Nació en Caravaca de la Cruz en 1957, se llama Miguel
Sánchez Robles y es uno de los mejores poetas de España. Se ha presentado a un
auténtico Everest de premios literarios y, para disgusto de sus detractores
(que deben andar mordiéndose las uñas a la altura de la muñeca), los ha ganado
casi todos. Tiene un don especial para obtener metáforas y magia con la
combinación de los vocablos; pero, lejos de dormirse en los laureles de la
facilidad (que es lo que hacen otros, vividores de la fotocopia), es al mismo
tiempo un trabajador incansable, que no para de acometer riesgos y que se deja
la piel del alma sobre la cartografía de los versos.

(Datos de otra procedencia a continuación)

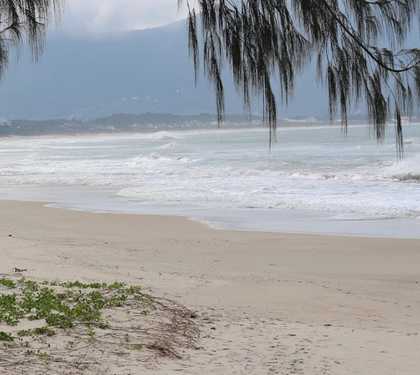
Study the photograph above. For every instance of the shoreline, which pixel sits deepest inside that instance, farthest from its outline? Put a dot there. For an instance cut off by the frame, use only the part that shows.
(278, 221)
(267, 302)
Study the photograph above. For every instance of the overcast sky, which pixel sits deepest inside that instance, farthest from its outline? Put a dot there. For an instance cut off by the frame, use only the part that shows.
(113, 15)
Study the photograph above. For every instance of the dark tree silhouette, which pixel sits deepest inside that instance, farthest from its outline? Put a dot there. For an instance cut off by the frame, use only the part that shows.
(357, 45)
(24, 20)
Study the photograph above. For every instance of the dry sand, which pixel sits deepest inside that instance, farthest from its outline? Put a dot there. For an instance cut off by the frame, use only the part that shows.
(267, 303)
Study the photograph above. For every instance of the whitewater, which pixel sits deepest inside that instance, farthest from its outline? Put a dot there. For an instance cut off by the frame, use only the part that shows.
(315, 179)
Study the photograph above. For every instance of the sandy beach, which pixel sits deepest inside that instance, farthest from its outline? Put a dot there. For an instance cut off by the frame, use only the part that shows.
(266, 303)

Traigo hoy aquí una de sus obras, Desecación de la alegría, que supone una
alta profundización en sus temas anteriores. Si ya nos había dicho que “vivimos
atrapados en íntimas derrotas” (La voz en
los espejos), que estamos sometidos al “coma barbitúrico del tiempo” (Síndrome de tanto esperar tanto); e
incluso que “somos el sobrante numérico de cero” (¿Dónde andará la vida?), ahora en estas líneas el dolor se
aquilata, se depura, se concentra. Miguel Sánchez Robles comprende que vivimos
emborrachados por la debilidad, chapoteando en un mundo sin escapatorias, huérfanos
de paraísos. Y que todas las esperanzas que queramos edificar para engañarnos a
nosotros mismos no son más que fraudes conscientes. Hemos perdido el sabor a
fruta del vivir, el gozo de respirar y de tener futuro; y esa certidumbre
obliga al escritor a mostrarse triste (“Siento que todo es máscara / y la vida
es nihilismo”). Pero es que, si se mira hacia adelante, tampoco parece que
exista una meta que nos sea posible alcanzar (“Ni siquiera estamos cerca de
nada. / Somos como caballos hacia ninguna parte”). Estamos cansados, no existe
el color azul, huele a derrota y la piedad es mentira. El panorama, desde
luego, es terrible; pero Miguel no se ha propuesto escribir una obra
edulcorada, sino un electrocardiograma del mundo en que vivimos; y no pueden
ser otras las palabras que elija para darnos ese retrato.
Si a todo ese panorama se le unen imágenes
deslumbrantes (“Hace frío en los sueños”), definiciones que sacuden e
impresionan por su contundencia (“Esperar sabe a tierra en los pulmones”),
trallazos melancólicos que provocan congoja en el corazón (“Todo en la vida pasó
hace mucho tiempo”), fórmulas que podría haber firmado Francisco de Quevedo (“Los
espejos reflejan cadáveres futuros”) y sentencias que, bajo su simplicidad,
esconden la nitroglicerina del desencanto (“No queda qué decir. / Hemos perdido”),
tendremos un volumen de poesía que está llamado a convertirse en uno de los
pilares básicos en la producción de Miguel Sánchez Robles. Al tiempo.